Sometimes the best thing you can do to boost daily productivity and morale is take a short break from work.  But new research shows that the very best breaks are not those spent watching funny videos on Youtube, or chatting around the water cooler.  Instead, the most effective way to recharge is to do what you did in kindergarten —  enjoy a 20-minute outdoor recess.

However, you don’t have to climb monkey bars or jog, according to a recently released study reported in the British newspaper The Telegraph.  The research by psychology professor Richard Ryan at the University of Rochester concludes that all you need to do is just be outdoors to get a jolt of energy that is equivalent to a strong cup of coffee.

Working with 537 volunteers, Professor Ryan found those who spent just 20 minutes in the open air experienced a significant increase in vitality that had a positive effect on their work day. 

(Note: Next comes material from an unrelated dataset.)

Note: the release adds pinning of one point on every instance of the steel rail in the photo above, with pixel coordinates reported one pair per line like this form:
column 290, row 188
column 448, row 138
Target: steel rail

Even desk-bound volunteers who were encouraged to imagine being outside and were shown pictures of  the outsides recorded better mood and energy levels throughout the day than those who didn’t let their minds stray out of doors.

Professor Ryan says his study shows that “people feel more alive” when they can feel the sun and the breeze.  It’s logical, he adds, given the natural bond between humans and nature.

At The Bagg Group, we know from decades of interviewing candidates that employees truly value organizations which recognize life-work balance.  Now, science has come onside to confirm that staying glued to the desk from nine to five is counter-productive.

A 20- minute recess is good for the spirit and for decreasing absenteeism. Going outside increases wellbeing.  “People with a greater sense of vitality don’t just have more energy for things they want to do, they are also more resilient to physical illnesses,” said Professor Ryan.

This summer, spread the word to colleagues that they’ll be doing themselves and the organization a favour by not lunching at the desks, but picnicking instead.